Comparaison avec d’autres PAC
Cela reste bien en deçà des 125 millions de dollars déjà collectés par le PAC pro-IA Leading the Future, dont les donateurs incluent des investisseurs technologiques comme Andreessen Horowitz et le co-fondateur d’OpenAI Greg Brockman.
Carson a affirmé que l’opinion publique soutient leur initiative. Un sondage Gallup publié en septembre a révélé que 80 % des répondants souhaitaient des règles pour la sécurité de l’IA et la protection des données, même si cela implique de ralentir le développement de la technologie.
Régulation de l’IA et critiques
Carson a critiqué Leading the Future, l’accusant d’être guidé par trois milliardaires proches de Donald Trump ayant une vision particulière des régulations de l’IA. Il a souligné la nécessité d’une approche plus démocratiquement responsable.
Dans un billet de blog, Anthropic a déclaré que des politiques étaient nécessaires pour contrôler les risques tout en maintenant des garanties significatives, en favorisant la croissance de l’emploi, en protégeant les enfants et en exigeant une transparence réelle de la part des entreprises développant les modèles d’IA les plus puissants.
David Sacks, le “czar” de l’IA et des cryptomonnaies de Trump, a critiqué Anthropic en octobre après qu’un des co-fondateurs, Jack Clark, ait publié un essai intitulé “Optimisme technologique et peur appropriée”, suscitant un débat sur la régulation de l’IA.

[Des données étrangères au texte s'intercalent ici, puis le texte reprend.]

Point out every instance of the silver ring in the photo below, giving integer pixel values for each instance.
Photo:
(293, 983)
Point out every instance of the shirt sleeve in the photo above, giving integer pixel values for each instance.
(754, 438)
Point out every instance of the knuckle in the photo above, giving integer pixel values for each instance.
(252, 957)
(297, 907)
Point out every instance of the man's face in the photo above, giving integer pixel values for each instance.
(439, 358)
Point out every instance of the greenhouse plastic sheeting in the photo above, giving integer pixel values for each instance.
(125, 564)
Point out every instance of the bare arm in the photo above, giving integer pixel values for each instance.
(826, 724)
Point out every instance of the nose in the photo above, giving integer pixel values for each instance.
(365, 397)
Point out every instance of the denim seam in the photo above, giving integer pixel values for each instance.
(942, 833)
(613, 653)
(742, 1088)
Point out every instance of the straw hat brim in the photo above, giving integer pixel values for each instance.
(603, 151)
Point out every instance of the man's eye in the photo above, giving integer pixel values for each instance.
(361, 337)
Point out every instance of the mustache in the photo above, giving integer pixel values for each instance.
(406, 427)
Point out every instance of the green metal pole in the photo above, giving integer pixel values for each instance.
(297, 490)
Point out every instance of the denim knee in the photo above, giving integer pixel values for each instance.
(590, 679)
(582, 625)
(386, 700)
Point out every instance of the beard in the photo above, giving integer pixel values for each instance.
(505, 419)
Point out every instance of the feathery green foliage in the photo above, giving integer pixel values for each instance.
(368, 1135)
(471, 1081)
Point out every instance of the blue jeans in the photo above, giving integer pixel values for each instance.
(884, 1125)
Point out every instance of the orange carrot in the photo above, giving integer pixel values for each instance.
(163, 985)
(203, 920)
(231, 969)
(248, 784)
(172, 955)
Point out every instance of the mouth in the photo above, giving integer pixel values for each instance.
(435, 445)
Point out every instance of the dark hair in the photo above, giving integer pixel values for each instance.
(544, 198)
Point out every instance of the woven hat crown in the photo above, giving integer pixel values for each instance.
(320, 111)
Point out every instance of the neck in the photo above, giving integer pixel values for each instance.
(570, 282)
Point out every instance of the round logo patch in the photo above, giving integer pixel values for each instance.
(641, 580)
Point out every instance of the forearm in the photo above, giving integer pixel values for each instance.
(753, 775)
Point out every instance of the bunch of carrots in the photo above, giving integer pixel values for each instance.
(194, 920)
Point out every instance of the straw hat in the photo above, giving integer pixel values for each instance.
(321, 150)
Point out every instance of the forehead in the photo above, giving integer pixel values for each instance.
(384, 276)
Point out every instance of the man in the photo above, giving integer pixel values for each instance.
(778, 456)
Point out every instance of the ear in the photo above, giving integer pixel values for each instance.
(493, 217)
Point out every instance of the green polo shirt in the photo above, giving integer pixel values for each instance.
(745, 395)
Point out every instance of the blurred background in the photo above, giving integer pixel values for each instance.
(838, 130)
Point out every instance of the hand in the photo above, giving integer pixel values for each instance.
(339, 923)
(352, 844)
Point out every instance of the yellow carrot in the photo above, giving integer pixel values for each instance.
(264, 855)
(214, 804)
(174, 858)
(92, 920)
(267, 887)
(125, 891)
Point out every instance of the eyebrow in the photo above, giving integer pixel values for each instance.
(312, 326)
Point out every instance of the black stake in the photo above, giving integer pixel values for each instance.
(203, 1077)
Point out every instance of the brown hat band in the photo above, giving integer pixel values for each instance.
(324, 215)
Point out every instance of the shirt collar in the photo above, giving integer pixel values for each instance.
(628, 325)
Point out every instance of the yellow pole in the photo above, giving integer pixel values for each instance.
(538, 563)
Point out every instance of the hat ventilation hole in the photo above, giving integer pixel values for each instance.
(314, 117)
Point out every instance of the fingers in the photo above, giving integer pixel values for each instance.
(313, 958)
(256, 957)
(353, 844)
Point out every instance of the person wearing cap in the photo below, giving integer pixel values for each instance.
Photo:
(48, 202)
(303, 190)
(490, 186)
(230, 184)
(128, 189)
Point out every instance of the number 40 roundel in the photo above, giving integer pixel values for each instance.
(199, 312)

Sacks a affirmé qu’Anthropic “met en œuvre une stratégie sophistiquée de capture réglementaire basée sur la peur”, en étant “principalement responsable de la frénésie réglementaire étatique qui nuit à l’écosystème des startups”.
Deux mois plus tard, le président Trump a signé un décret établissant un cadre réglementaire unique pour l’IA, affaiblissant le pouvoir des États individuels, notamment des États dirigés par des démocrates comme la Californie et New York.